The next section discusses related works. The following section describes the dataset and the proposed methods in depth. The results are then provided. Finally, the study is concluded in the final section.

Related works

Researchers in the emotion recognition field have been proposing multiple approaches using electrocardiogram signals. For instance, Minhad, Ali, and Reaz21 used 1-D ECG to classify emotions of happiness and anger. They achieved 83.33% accuracy using the SVM classification method. Besides, Tivatansakul and Ohkura22 used 1-D ECG from the AUBT dataset to detect emotions for the emotional healthcare system. K-Nearest Neighbour (KNN) successfully classified three emotions (joy, anger, and sadness) with an accuracy 85.75%, 82.75%, and 95.25%, respectively. The MPED database for ERS was proposed by Song et al.23 using ECG numerical data to recognise discrete emotions (joy, humour, disgust, anger, fear, sadness, and neutrality). Attention Long Short-Term Memory (A-LSTM) was used as a feature extractor to extract the frequency and time-domain features from the physiological signal. The A-LSTM was used as a classifier along with SVM, KNN, and Long Short-Term Memory (LSTM). Averagely, A-LSTM achieved better results of 40% to 55% compared to those of other classifiers.
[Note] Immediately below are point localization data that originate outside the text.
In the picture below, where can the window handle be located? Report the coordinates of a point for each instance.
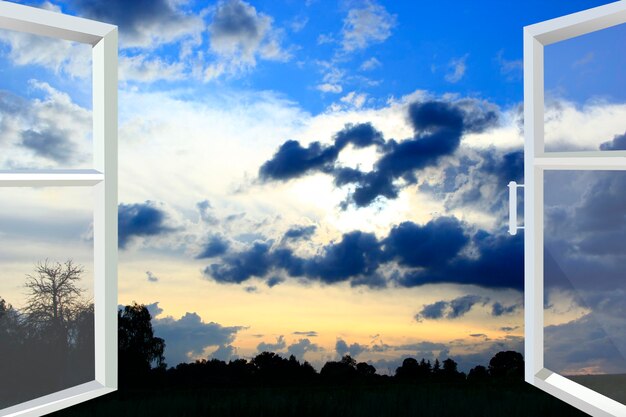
(513, 227)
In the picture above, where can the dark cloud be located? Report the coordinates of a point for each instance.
(215, 246)
(342, 348)
(500, 264)
(299, 232)
(360, 135)
(293, 161)
(302, 346)
(592, 342)
(239, 267)
(357, 253)
(144, 23)
(272, 347)
(462, 305)
(430, 245)
(498, 309)
(51, 144)
(273, 281)
(618, 143)
(189, 336)
(204, 208)
(452, 309)
(140, 219)
(432, 253)
(432, 311)
(438, 127)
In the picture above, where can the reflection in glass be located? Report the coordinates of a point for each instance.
(585, 92)
(46, 291)
(44, 125)
(584, 278)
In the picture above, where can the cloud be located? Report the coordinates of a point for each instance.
(51, 132)
(591, 344)
(342, 348)
(500, 264)
(499, 309)
(309, 333)
(511, 69)
(151, 277)
(204, 208)
(51, 144)
(452, 309)
(299, 232)
(431, 245)
(141, 220)
(144, 23)
(301, 347)
(429, 254)
(618, 143)
(438, 127)
(238, 35)
(272, 347)
(366, 25)
(370, 64)
(147, 69)
(215, 246)
(457, 68)
(329, 88)
(292, 160)
(189, 337)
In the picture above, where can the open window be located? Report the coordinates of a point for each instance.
(575, 210)
(94, 190)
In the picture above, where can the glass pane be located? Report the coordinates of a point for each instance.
(585, 278)
(46, 291)
(585, 92)
(45, 103)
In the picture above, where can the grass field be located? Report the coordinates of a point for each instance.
(388, 399)
(611, 385)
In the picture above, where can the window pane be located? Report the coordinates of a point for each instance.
(45, 103)
(585, 92)
(46, 291)
(585, 278)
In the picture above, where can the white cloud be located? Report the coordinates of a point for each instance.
(60, 56)
(329, 88)
(370, 64)
(365, 25)
(354, 99)
(457, 68)
(145, 69)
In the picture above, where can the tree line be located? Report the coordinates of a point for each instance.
(141, 358)
(48, 345)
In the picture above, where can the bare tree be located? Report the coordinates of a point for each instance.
(54, 297)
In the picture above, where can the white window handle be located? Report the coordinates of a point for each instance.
(513, 227)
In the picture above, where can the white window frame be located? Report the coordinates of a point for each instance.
(536, 161)
(103, 179)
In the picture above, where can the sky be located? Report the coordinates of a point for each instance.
(322, 178)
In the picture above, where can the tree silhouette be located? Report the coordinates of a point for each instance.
(507, 365)
(478, 374)
(54, 297)
(139, 349)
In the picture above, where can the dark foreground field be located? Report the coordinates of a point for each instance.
(388, 399)
(611, 385)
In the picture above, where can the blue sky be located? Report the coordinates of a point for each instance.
(319, 177)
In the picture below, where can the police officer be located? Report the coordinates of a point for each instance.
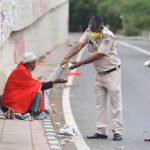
(102, 46)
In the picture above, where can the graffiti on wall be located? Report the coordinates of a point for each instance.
(19, 48)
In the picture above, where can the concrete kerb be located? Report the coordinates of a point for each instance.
(48, 126)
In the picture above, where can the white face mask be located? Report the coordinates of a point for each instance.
(95, 35)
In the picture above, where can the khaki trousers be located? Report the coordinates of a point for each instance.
(109, 86)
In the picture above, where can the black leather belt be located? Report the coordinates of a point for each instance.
(108, 71)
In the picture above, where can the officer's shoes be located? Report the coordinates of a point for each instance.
(117, 137)
(97, 136)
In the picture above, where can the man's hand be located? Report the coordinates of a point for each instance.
(64, 61)
(59, 80)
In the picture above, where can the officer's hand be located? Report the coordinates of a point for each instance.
(64, 61)
(75, 64)
(59, 80)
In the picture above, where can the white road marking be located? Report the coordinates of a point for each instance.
(134, 47)
(69, 118)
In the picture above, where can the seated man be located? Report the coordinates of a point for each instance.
(24, 94)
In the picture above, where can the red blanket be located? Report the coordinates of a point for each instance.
(20, 90)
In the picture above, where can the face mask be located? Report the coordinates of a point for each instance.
(95, 35)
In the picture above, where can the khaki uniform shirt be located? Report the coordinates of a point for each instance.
(105, 45)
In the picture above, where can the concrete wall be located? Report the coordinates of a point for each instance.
(30, 25)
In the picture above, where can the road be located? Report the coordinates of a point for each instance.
(136, 101)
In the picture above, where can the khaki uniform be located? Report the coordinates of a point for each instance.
(106, 84)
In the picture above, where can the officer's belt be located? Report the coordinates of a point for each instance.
(108, 71)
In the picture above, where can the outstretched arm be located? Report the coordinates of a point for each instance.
(87, 60)
(72, 52)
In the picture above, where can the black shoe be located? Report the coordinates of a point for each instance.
(97, 136)
(117, 137)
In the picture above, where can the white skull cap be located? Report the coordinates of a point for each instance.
(28, 57)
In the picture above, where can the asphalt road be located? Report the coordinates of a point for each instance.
(136, 100)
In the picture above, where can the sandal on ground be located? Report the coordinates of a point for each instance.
(9, 114)
(147, 139)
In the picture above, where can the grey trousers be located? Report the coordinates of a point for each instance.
(109, 86)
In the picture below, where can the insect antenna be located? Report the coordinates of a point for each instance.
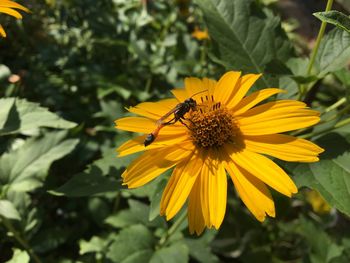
(198, 93)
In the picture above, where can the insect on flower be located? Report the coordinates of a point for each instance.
(179, 112)
(223, 132)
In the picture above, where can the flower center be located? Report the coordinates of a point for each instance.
(212, 126)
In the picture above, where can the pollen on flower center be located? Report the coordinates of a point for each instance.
(213, 127)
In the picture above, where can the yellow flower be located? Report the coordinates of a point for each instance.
(8, 7)
(228, 132)
(200, 34)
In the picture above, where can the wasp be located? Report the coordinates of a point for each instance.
(179, 112)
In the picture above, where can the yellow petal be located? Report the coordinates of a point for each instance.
(10, 12)
(227, 86)
(137, 144)
(276, 117)
(180, 185)
(217, 193)
(252, 191)
(253, 99)
(244, 84)
(2, 31)
(278, 125)
(154, 110)
(11, 4)
(284, 147)
(144, 125)
(204, 189)
(195, 215)
(273, 108)
(213, 190)
(153, 163)
(264, 169)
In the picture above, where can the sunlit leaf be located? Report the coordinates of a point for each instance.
(21, 116)
(8, 210)
(331, 175)
(87, 183)
(244, 37)
(336, 18)
(334, 52)
(26, 167)
(133, 244)
(19, 256)
(177, 252)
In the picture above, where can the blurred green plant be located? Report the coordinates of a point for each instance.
(72, 66)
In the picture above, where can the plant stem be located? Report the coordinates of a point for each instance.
(20, 240)
(335, 105)
(336, 126)
(303, 88)
(172, 229)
Katsigiannis and Ramzan13 suggested that ERS should use low-cost and off-the-shelf devices to collect ECG signals based on numerical format. Their dataset was called DREAMER, and the classification using SVM with a radial basis function kernel successfully achieved 62.37% for valence and arousal. This dataset is adopted here. Additionally, numerous other researchers also used the ECG signals from the DREAMER dataset to perform emotion recognition. For instance, 1-D ECG data from the DREAMER dataset is utilized by Wenwen He et al.24 that suggested an approach for emotion recognition using ECG contaminated by motion artefacts. The proposed approach improved classification accuracy by 5% to 15%. Additionally, Pritam and Ali25 also employed 1-D ECG from the DREAMER dataset to develop the self-supervised deep multi-task learning framework ERS, which consists of two stages of learning: ECG representation learning and emotion classification learning. The accuracy gained in this study was greater than 70%. Hasnul et al.12 also used the 1-D ECG by DREAMER dataset to compare the performance of two feature extractor toolboxes. They noted that the dataset’s size and the type of emotion classified might affect the suitability of the extracted features.

As mentioned before, the 2-D ECG was widely used for a variety of other purposes, including human authentication, ECG classification, and cardiovascular-related diseases. For example, Ref. 26 and Ref. 27 developed authentication systems based on printout-based 2-D ECG and 2-D ECG spectral images that achieved greater than 99% accuracy using CNN. Additionally, Klosowski et al.28 reached the highest accuracy rate of 100% by classifying ECG signals into several categories, including normal ECG, brachy cardia, and premature ventricular contraction (PVC). Meanwhile, Ref. 4 and Ref. 29 employ 2-D ECG to detect and diagnose cardiovascular disease, specifically myocardial infarction (MI) and arrhythmia. Additionally, Mandal et al.5 published a study comparing 1-D and 2-D ECGs for the diagnosis of Ventricular Arrhythmia. They concluded that both ECG inputs are effective at detecting the disease.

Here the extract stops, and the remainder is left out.